The primary objective of applying stochastic noise directly to individual MVN neurons, is to determine whether the noise is exhibiting an effect on neuronal sensitivity directly. Thus, establishing how Stochastic Resonance (SR) impacts balance in humans. For SR to be evident, the stimulus needs to be subthreshold to ensure that individual neurons are not being overtly activated⁷ (Figure 2). Therefore, the in vitro neuronal firing rate must remain comparable to control (no stimulus) conditions. This step is critical for the protocol in order to highlight the SR phenomenon, and may be different for other neuronal populations and therefore performed slightly differently.

Although this preparation provides clear advantages over previous in vivo work in animals^14,15,17,18, there are still some caveats. First, the stimuli are applied to individual neurons and therefore the thresholding of stochastic and sinusoidal noise may not represent what is occurring at a population level. However, using this protocol we are able to analyze changes at a single neuron level and use this information to subsequently model what may happen in behavioral studies. Second, these electrophysiological recordings are limited to neurons that display spontaneous activity or responses to direct current injection to simulate natural activity. This is one of the reasons for choosing the MVN as a target for testing the effects of these electrical stimuli, as it exhibits spontaneous neuronal activity²¹.

An advantage of using whole-cell patch clamp recordings of individual MVN neurons is that the response can be more reliably linked to a specific output of the vestibular system. Behavioral studies are able to provide such information regarding the otolith-ocular pathway through the measurement of ocular vestibular-evoked myogenic potentials (oVEMPs) and ocular counter-rolls (OCRs) at a more macro level¹³. Through electrophysiological recordings, information regarding specific nuclei involvement and thus, the specific pathways involved can be elucidated. Further, previous work in stimulating primary vestibular afferents in vivo has provided important information into how GVS may be working but cannot directly assess how the central vestibular nuclei respond^14,15,17,18. Therefore, highlighting the sensitivity and precision of whole-cell patch clamp recordings helps in elucidating how GVS may improve vestibular functioning.

Future studies could apply this protocol to other neuronal populations displaying spontaneous activity.
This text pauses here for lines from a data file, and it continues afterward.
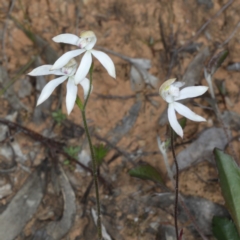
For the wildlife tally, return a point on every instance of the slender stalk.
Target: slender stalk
(94, 162)
(176, 184)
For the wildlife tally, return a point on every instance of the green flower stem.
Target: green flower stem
(82, 107)
(176, 184)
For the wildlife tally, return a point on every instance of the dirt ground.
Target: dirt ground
(179, 38)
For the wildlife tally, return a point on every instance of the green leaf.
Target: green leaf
(146, 172)
(100, 152)
(229, 175)
(79, 103)
(224, 229)
(183, 122)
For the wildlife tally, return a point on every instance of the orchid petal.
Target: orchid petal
(85, 83)
(45, 70)
(190, 92)
(91, 44)
(66, 38)
(65, 58)
(173, 120)
(49, 88)
(84, 67)
(71, 95)
(106, 61)
(186, 112)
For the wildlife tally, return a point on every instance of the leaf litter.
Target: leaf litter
(130, 126)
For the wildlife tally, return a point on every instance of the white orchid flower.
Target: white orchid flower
(171, 93)
(67, 71)
(85, 42)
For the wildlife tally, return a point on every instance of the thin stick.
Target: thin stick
(5, 29)
(94, 162)
(203, 27)
(176, 184)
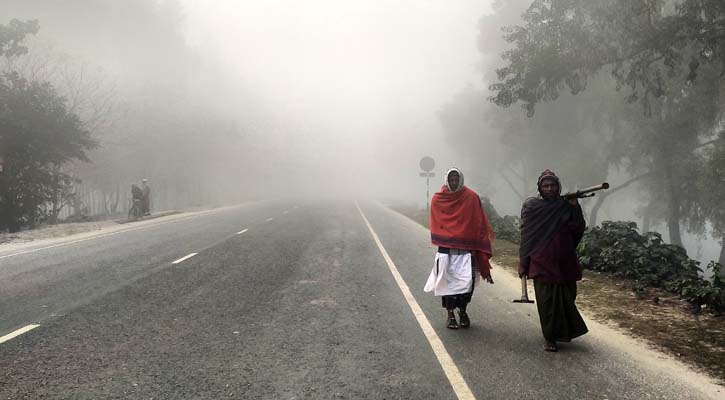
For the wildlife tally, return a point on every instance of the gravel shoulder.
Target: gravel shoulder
(656, 318)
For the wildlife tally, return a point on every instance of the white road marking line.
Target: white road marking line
(186, 257)
(17, 332)
(460, 387)
(104, 235)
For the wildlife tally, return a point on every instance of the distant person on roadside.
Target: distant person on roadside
(146, 202)
(551, 228)
(136, 198)
(459, 227)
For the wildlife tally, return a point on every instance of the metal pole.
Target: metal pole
(427, 195)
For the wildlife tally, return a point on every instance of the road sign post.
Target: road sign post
(427, 164)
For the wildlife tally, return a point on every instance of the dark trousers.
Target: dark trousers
(559, 317)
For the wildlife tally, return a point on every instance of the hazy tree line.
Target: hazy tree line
(624, 89)
(74, 136)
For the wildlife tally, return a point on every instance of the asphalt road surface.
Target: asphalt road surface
(288, 300)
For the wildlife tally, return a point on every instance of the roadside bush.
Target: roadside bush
(618, 248)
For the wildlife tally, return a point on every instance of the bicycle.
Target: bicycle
(135, 213)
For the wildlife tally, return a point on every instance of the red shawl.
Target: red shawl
(457, 221)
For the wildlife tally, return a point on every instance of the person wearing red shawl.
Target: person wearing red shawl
(459, 227)
(551, 229)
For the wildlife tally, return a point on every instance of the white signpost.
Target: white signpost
(427, 164)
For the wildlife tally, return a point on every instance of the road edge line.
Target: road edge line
(460, 387)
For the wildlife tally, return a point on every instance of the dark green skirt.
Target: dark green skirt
(560, 320)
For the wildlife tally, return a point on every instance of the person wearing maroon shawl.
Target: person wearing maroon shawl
(459, 227)
(551, 229)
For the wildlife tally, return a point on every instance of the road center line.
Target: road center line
(186, 257)
(17, 332)
(460, 387)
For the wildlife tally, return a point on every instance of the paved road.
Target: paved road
(302, 304)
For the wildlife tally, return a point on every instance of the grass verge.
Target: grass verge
(661, 319)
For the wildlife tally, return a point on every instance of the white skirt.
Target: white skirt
(451, 274)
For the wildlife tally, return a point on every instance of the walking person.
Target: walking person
(551, 229)
(459, 227)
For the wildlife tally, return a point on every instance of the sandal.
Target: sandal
(551, 346)
(465, 321)
(452, 323)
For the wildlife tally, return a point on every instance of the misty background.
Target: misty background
(220, 102)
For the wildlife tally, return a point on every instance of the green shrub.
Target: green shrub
(618, 248)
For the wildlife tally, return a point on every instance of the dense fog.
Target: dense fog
(219, 102)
One study has applied stochastic noise to a non-spontaneously active neuronal population within the somatosensory and auditory cortices of rats¹⁹. However, this was performed in a cell suspension of enzymatically dissociated pyramidal neurons and was recording Na⁺ currents specifically, which are taken from postsynaptic cells using voltage clamp experiments. In this protocol the spontaneous activity of MVN neurons was recorded from individual neurons within transverse slices of the brainstem using current clamp experiments.